Le gobelet vibrant rebondit sur un ressort imprimé

Si vous lisez Hackaday, il y a de fortes chances que vous ayez eu un gobelet de rock dans votre jeunesse. Bon sang, nous parions que certains d'entre vous en auront un qui gronde en arrière-plan pendant que vous lisez ceci. Ce sont des engins relativement simples et un projet de bricolage assez courant. Mais même quand même, ce gobelet à roche largement imprimé en 3D de [Fraens] est suffisamment unique pour se démarquer.

Pour fabriquer un gobelet de base, tout ce que vous avez à faire est de faire tourner une chambre cylindrique et de laisser la physique faire son travail. De tels engins sont connus sous le nom, sans surprise, de gobelets rotatifs. Mais quoi [Fraens] a mis en place ici un gobelet vibrant, qui… eh bien, il vibre. Si c'était Rockaday, nous pourrions aller plus loin dans ce terrier de lapin et expliquer les avantages et les inconvénients de chaque machine, mais la version courte est que les culbuteurs vibrants sont plus complexes mécaniquement et sont généralement mieux adaptés aux travaux de finition que les culbuteurs rotatifs qui nécessitent un approche par force brute qui tend à arrondir les rochers.

Quoi qu'il en soit, même si vous pouvez utiliser un moteur avec un poids décalé pour générer les vibrations nécessaires, [Fraens] a décidé d'opter pour un agencement d'électro-aimant similaire à celui qu'il a utilisé dans le bol vibrant qu'il a construit l'année dernière. L'impulsion de l'électro-aimant abaisse le grand ressort imprimé en 3D, ce qui confère non seulement le mouvement vertical auquel vous vous attendez, mais également une touche horizontale.

Le résultat final est un mouvement de « lancement » qui fait bouger les roches à l'intérieur de la chambre imprimée. Le mouvement peut être réglé avec précision en ajustant la tension sur les ressorts non imprimés, qui limitent la plage de mouvement du mécanisme.

Pour piloter l'électro-aimant, [Fraens] utilise un Arduino et un contrôleur de moteur L298N H-bridge. Une paire de potentiomètres sert de commandes, permettant à l'utilisateur de composer le rapport cyclique de l'aimant. Fait intéressant, bien qu'il ne soit conçu que pour 12 V, l'électro-aimant est alimenté en 24 V pour ce projet. Cela donne au gobelet un peu plus de punch, mais au prix d'un réchauffement de l'aimant. Pour lutter contre cela, le code Arduino implémente une période de refroidissement de 10 minutes pour chaque heure d'exécution. Cela semble un peu sommaire, mais [Fraens] Cela fait maintenant quatre mois que cette chose démarre, et la fumée magique ne s'est pas encore échappée.

Si vous n'avez pas d'imprimante 3D, ou si vous ne voulez tout simplement pas vous séparer de la quantité de plastique nécessaire pour extruder une machine de cette taille, vous pouvez toujours opter pour la solution de facilité et fabriquer un gobelet rotatif à partir d'un pot de sauce tomate vide et un moteur de ferraille.

François Zipponi
Je suis François Zipponi, éditorialiste pour le site 10-raisons.fr. J'ai commencé ma carrière de journaliste en 2004, et j'ai travaillé pour plusieurs médias français, dont le Monde et Libération.
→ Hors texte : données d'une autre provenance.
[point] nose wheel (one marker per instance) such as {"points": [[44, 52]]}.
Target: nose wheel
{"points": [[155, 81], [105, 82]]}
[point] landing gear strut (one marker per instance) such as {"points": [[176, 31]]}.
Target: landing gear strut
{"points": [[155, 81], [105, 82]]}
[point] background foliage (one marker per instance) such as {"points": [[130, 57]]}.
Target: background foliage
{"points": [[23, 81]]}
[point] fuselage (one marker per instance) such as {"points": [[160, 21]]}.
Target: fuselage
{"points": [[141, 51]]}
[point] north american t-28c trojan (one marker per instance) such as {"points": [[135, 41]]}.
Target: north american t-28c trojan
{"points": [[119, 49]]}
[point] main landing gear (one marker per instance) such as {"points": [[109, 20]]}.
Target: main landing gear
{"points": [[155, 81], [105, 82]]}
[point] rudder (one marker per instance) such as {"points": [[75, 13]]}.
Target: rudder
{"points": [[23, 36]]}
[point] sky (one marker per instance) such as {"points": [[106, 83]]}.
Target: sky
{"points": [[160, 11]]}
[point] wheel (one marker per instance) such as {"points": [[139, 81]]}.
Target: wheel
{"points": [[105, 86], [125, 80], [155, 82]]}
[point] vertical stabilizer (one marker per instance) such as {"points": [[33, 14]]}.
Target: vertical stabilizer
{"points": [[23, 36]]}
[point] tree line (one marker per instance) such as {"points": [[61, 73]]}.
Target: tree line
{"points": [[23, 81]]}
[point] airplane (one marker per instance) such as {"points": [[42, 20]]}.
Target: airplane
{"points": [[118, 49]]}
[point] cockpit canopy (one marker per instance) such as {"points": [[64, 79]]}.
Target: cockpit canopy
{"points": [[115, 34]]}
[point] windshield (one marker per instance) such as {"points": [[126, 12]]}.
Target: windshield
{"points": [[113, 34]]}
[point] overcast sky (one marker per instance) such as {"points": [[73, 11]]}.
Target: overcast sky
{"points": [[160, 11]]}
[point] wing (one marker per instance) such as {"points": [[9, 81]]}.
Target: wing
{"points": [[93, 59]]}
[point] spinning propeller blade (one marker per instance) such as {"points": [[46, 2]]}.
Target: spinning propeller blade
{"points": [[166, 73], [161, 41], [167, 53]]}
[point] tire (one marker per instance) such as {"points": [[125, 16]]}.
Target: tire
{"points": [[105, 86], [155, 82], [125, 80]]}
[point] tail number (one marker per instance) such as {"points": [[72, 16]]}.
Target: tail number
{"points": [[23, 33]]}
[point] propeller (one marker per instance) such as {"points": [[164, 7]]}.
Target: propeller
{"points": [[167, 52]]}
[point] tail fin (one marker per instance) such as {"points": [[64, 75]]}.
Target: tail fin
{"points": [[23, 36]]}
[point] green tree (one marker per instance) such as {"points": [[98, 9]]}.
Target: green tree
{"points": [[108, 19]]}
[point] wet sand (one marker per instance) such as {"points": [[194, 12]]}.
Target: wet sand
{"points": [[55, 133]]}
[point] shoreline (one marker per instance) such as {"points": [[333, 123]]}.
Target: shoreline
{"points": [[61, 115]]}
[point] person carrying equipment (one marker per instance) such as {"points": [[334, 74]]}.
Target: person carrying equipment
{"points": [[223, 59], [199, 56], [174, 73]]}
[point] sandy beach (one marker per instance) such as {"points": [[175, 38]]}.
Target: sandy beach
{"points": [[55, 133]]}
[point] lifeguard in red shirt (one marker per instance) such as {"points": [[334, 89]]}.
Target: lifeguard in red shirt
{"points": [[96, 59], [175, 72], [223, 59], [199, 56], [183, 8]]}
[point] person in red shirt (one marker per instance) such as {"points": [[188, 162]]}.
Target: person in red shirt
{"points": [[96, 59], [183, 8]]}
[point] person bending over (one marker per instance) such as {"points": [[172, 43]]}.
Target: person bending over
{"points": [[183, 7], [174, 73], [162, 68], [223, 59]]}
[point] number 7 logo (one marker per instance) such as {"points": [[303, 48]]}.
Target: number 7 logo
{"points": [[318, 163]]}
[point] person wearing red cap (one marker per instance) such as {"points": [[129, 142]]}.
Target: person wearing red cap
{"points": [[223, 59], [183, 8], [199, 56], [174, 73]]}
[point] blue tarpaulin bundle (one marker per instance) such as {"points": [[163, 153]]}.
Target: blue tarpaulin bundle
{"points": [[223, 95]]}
En 2016, j'ai rejoint 10-raisons.fr, un site innovant proposant des articles sous la forme « 10 raisons de... ». En tant qu'éditorialiste, je me suis engagé à fournir un contenu original et pertinent, abordant des sujets variés tels que la politique, l'économie, les sciences, l'histoire, etc. Je m'efforce de toujours traiter les sujets de façon objective et impartiale. Mes articles sont régulièrement partagés sur les réseaux sociaux et j'interviens dans des conférences et des tables rondes autour des thèmes abordés sur 10-raisons.fr.